Two-tower neural network, Image by Writer

How Do We Encode a User Right into a Vector?

Classical algorithms solved this problem quite easily: in matrix factorization methods (like ALS), the user vector was “trainable”, represented by the model parameters, and determined inside the optimization procedure. In user-item collaborative filtering methods, a user was assigned a vector of catalog dimensionality during which the i-th coordinate corresponded to a specific item and represented how often the user interacted with that item (e.g., how often they bought it or how they rated it).

The fashionable approach can be to encode users with transformers, suggesting that a user may be encoded right into a vector using transformers. We take the user’s anonymized history—that’s, a sequence of events—and encode these events into vectors, then utilize a transformer. In probably the most basic case, events are represented by purchases or likes; nonetheless, in other cases, it might be all the history of interactions inside an organization’s ecosystem.

Initially, when transformers were first utilized in recommendations, researchers drew analogies from similarities with NLP: a user is sort of a sentence, and the words in it represent purchases, likes, and other interactions.

Two-tower neural network design with a transformer Image by Writer

One other variety of neural network recommender model is models with early fusion. These models don’t separate user and item information into two towers but fairly process all information together. That’s, we fuse all information concerning the user, the item, and their interaction at an early stage. In contrast, two-tower models are said to feature late fusion through the scalar product. Early-fusion models are more expressive than two-tower models. They will capture more complex signals and learn more non-trivial dependencies.

Nevertheless, it’s difficult to use them outside the rating stage due to their computational burden and the necessity to recalculate all the model for every user query and every candidate. Unlike two-tower models, they don’t support the factorization of computations.

We utilize various architecture types, including two-tower models with transformers and models with early fusion. We use two-tower architectures more actually because they’re highly efficient, suitable for all stages concurrently, and still yield good quality gains with considerably fewer resources.

We used to coach two-tower models in two stages:

Pre-training with contrastive learning. We train the model to align users with their positive user-item interactions using contrastive learning,
Task-specific fine-tuning. As with NLP, fine-tuning is a task-specific approach. If the model might be used for rating, we train it to accurately rank the recommendations shown to the user. We showed two items—the user liked one, disliked the opposite—we wish to rank items in the identical order. With retrieval, the duty resembles pre-training but employs additional techniques that enhance the candidates’ recall.

In the following section, we’ll explore how this process has modified with our newer models.

Scaling Recommender Systems

Is there a limit to the dimensions of recommender models, after which we now not see size-related improvements in the standard of recommendations?

For a very long time, our recommender models (and not only ours, but models across industry and academia) were very small, which suggested that the reply to this query was “yes”.

Nevertheless, in deep learning, there’s the scaling hypothesis, which states that as models develop into larger and the quantity of information increases, the model quality should improve significantly.

Much of the progress in deep learning over the past decade may be attributed to this hypothesis. Even the earliest successes in deep learning were based on scaling, with the emergence of an intensive dataset for image classification, ImageNet, and the great performance of neural networks (AlexNet) on that dataset.

The scaling hypothesis is much more evident in language models and natural language processing (NLP): you’ll be able to predict the dependence of quality improvement on the quantity of computations and express the corresponding scaling laws.

Dashboard parameter overview. Image by Writer

What do I mean once I say recommender models may be made greater?

There are as many as 4 different axes to scale.

Embeddings. We now have a wide range of details about users and items, so we’ve got access to a wide selection of features, and a big portion of those features are categorical. An example of a categorical feature is Item ID, artist ID, genre, or language.

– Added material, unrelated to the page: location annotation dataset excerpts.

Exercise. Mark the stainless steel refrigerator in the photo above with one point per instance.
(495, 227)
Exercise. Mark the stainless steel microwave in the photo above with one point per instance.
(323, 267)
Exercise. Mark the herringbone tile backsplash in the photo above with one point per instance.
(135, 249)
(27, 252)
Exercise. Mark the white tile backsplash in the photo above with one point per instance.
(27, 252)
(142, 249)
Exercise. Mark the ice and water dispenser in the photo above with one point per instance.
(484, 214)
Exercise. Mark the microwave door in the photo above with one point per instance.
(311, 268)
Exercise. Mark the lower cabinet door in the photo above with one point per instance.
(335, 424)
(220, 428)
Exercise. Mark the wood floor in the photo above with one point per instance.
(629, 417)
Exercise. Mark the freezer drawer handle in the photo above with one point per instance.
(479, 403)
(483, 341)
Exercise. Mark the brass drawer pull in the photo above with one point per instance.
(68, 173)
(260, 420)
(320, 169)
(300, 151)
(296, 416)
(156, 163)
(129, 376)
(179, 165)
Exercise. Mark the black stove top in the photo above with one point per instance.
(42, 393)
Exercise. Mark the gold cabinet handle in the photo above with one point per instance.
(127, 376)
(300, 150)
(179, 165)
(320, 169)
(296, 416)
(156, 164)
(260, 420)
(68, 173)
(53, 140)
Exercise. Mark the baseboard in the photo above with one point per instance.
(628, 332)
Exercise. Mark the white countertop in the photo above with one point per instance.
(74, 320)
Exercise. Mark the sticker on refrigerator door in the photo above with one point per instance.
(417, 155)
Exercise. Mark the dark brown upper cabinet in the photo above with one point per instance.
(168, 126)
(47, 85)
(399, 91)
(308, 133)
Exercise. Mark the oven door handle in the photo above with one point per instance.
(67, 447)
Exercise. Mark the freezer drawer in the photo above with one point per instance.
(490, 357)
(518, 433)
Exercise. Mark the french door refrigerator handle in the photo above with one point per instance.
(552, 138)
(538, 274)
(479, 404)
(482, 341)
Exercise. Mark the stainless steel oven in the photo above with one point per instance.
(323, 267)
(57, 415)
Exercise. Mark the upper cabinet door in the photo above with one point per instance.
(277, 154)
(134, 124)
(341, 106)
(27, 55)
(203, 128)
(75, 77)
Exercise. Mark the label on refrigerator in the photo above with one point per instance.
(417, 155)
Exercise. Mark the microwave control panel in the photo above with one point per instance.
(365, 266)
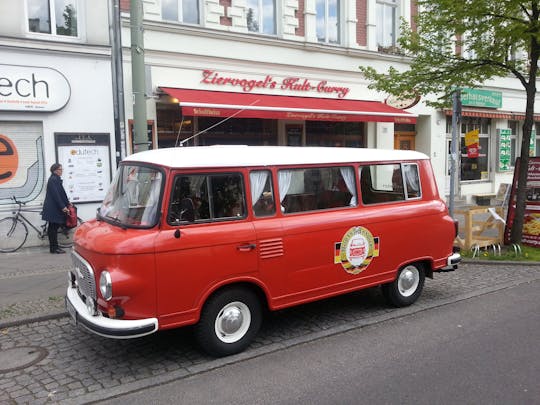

Categorical features have a really high cardinality (variety of unique values)—reaching billions—so in the event you make large trainable embeddings (vector representations) for them, you get huge embedding matrices.

That said, embeddings are the bottleneck between the input data and the model, so you might want to make them large for good quality. For instance, Meta* has embedding matrices with dimensions starting from 675 billion to 13 trillion parameters, while Google reported at the least 1 billion parameters in YoutubeDNN back in 2016. Even Pinterest, which had long promoted inductive graph embeddings from PinSage [1, 2], has recently began using large embedding matrices.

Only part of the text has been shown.